Obama Is GOP's Punching Bag at AIPAC

(Image Credit: Earl Gibson III/Getty Images)

The contenders for the GOP nomination spent the morning of Super Tuesday breaking away from social issues and the economy to thwack Barack Obama on his approach to Israel and Iran, telling a Jewish audience that the president had abandoned Jerusalem.

"The current administration has distanced itself from Israel and visibly warmed to the Palestinian cause," Mitt Romney, current  Republican front-runner, told the American Israel Public Affairs Committee .

"As I've sat and watched this play out on the world stage, I have seen a president who has been reticent," said Rick Santorum, the runner-up. "He says he has Israel's back. From everything I've seen from the conduct of this administration, he has turned his back on the people of Israel."

Foreign policy had been mostly sidelined in the Republican presidential contest as the candidates  debated abortion, birth control, their ties to Washington, their roles at businesses and mortgage companies, and dozens of other matters that came and went.

But the candidates, who spoke Tuesday through video, found a sweet spot with foreign policy-focused Republicans on Iran, suggesting that Obama had nearly allowed the Islamic regime feared by many conservatives to get a nuclear weapon.

"This president not only dawdled in imposing crippling sanctions. He has opposed them," Romney said in his speech on Tuesday.

In reality, the Obama administration has thrown a series of sanctions at Iran. In a defensive memo, the Obama campaign argued that the president's measures aimed at Iran's financial system were "the most severe sanctions Iran has ever faced.
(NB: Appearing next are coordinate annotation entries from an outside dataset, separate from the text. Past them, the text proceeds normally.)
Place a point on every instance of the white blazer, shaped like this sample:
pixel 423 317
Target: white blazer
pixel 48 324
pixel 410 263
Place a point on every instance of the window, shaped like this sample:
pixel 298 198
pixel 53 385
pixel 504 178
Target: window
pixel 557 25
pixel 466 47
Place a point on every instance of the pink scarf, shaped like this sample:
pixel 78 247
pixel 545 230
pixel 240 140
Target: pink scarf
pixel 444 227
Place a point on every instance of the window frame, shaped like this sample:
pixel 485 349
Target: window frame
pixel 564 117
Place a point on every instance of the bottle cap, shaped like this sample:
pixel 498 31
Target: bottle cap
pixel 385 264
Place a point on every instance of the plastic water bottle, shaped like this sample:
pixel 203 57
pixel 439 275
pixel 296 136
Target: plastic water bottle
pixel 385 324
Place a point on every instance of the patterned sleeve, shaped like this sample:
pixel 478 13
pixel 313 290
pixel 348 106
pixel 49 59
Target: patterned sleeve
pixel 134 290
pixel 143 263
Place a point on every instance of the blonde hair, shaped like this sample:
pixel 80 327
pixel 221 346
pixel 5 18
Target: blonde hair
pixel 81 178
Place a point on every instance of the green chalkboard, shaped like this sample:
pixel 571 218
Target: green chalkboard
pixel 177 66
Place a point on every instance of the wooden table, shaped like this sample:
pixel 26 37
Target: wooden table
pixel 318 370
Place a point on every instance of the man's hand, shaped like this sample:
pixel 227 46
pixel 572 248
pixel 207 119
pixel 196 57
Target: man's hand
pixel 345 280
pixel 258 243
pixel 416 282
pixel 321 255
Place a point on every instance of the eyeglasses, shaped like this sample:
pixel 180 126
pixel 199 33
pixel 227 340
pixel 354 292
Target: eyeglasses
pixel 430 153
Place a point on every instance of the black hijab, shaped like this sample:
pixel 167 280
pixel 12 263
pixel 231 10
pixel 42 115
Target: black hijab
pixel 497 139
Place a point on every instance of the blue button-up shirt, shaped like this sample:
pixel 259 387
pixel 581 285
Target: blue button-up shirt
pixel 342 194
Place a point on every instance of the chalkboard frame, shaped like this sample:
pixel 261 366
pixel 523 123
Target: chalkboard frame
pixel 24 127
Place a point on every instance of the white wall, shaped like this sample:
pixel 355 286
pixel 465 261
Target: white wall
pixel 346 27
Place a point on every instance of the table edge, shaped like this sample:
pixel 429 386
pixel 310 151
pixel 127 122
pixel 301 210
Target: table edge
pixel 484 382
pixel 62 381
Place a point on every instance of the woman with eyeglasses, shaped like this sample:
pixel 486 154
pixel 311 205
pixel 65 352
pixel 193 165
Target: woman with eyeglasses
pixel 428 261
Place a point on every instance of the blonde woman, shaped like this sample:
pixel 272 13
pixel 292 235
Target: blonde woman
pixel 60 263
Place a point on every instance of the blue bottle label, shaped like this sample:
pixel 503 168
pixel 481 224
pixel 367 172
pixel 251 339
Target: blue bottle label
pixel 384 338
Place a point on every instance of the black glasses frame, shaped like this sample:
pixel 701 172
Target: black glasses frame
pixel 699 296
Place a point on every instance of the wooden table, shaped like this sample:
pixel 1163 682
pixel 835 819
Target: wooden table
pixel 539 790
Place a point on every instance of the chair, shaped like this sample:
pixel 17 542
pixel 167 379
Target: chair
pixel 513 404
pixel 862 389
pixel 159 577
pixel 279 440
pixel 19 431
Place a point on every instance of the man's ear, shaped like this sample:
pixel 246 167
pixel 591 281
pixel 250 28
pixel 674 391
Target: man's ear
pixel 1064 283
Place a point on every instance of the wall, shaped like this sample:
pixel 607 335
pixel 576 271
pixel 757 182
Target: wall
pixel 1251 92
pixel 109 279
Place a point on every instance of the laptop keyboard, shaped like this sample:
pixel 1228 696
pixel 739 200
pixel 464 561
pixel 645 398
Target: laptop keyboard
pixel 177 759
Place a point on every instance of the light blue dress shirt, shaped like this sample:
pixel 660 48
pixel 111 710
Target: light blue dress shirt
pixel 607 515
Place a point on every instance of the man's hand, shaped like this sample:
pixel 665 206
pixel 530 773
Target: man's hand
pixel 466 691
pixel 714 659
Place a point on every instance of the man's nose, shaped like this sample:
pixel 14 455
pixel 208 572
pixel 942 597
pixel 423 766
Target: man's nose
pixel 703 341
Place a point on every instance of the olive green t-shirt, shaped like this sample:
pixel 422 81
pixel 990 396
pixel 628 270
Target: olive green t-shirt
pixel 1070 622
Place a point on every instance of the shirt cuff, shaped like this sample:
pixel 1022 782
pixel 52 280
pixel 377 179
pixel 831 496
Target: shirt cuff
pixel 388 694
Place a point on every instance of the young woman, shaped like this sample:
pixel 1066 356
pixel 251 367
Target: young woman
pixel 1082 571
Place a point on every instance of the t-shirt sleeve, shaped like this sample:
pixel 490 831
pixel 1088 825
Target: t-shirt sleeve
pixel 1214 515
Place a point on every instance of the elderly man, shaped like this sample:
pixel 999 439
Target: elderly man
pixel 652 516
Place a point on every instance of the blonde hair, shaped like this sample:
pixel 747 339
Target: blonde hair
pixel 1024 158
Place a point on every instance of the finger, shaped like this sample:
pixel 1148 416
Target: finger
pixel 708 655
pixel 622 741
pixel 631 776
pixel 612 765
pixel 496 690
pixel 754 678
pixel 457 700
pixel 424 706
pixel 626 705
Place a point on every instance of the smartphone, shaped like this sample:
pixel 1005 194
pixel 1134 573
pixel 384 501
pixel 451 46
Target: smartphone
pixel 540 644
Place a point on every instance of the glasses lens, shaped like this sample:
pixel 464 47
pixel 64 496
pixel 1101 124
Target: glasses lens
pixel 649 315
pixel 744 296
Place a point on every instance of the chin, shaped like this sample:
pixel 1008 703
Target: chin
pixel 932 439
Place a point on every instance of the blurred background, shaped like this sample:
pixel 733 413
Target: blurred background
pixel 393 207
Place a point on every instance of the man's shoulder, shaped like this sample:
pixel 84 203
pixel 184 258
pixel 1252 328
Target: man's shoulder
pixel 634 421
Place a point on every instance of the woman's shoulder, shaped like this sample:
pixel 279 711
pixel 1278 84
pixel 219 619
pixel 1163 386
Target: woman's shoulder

"Iranian leaders have had to publicly acknowledge that these sanctions have severely weakened their economy," the document states.

The Democratic National Committee anticipated Romney's claim to the pro-Israel lobby and prepared an online video that included clips of Obama telling AIPAC on Sunday that he, like Romney, would  try to prevent Iran from going nuclear.

The Romney campaign  challenged Obama's account on sanctions, pointing to the administration's opposition to legislation that eventually passed and sanctioned Iran's bank and oil industries.

Santorum, who mentions Iran almost daily in his campaign speeches, accused Obama of misleading the public on how serious a nuclear-armed Iran would be. He cited "the insincerity of our leaders in telling the truth to the American public about what is actually going on in the American public today.""If Iran doesn't get rid of nuclear facilities, we will tear  them down ourselves," Santorum said.

Newt Gingrich, who has fallen to a footnote in the primary after once being Romney's top challenger, swung at Obama in his speech, too, although  more memorable events of his appearance occurred when he seemed to drift into sleep before his turn to speak, and then gave an impromptu address when he was told that there was no panel to ask him questions.